The COG database: a tool for genome-scale analysis of protein functions and evolution. [PMID: 10592175]
Rational classification of proteins encoded in sequenced genomes is critical for making the genome sequences maximally useful for functional and evolutionary studies. The database of Clusters of Orthologous Groups of proteins (COGs) is an attempt on a phylogenetic classification of the proteins encoded in 21 complete genomes of bacteria, archaea and eukaryotes (http://www. ncbi.nlm. nih.gov/COG). The COGs were constructed by applying the criterion of consistency of genome-specific best hits to the results of an exhaustive comparison of all protein sequences from these genomes. The database comprises 2091 COGs that include 56-83% of the gene products from each of the complete bacterial and archaeal genomes and approximately 35% of those from the yeast Saccharomyces cerevisiae genome. The COG database is accompanied by the COGNITOR program that is used to fit new proteins into the COGs and can be applied to functional and phylogenetic annotation of newly sequenced genomes.

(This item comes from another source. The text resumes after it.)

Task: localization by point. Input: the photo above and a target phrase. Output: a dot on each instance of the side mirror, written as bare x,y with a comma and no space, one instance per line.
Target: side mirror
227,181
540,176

A genomic perspective on protein families. [PMID: 9381173]
In order to extract the maximum amount of information from the rapidly accumulating genome sequences, all conserved genes need to be classified according to their homologous relationships. Comparison of proteins encoded in seven complete genomes from five major phylogenetic lineages and elucidation of consistent patterns of sequence similarities allowed the delineation of 720 clusters of orthologous groups (COGs). Each COG consists of individual orthologous proteins or orthologous sets of paralogs from at least three lineages. Orthologs typically have the same function, allowing transfer of functional information from one member to an entire COG. This relation automatically yields a number of functional predictions for poorly characterized genomes. The COGs comprise a framework for functional and evolutionary genome analysis.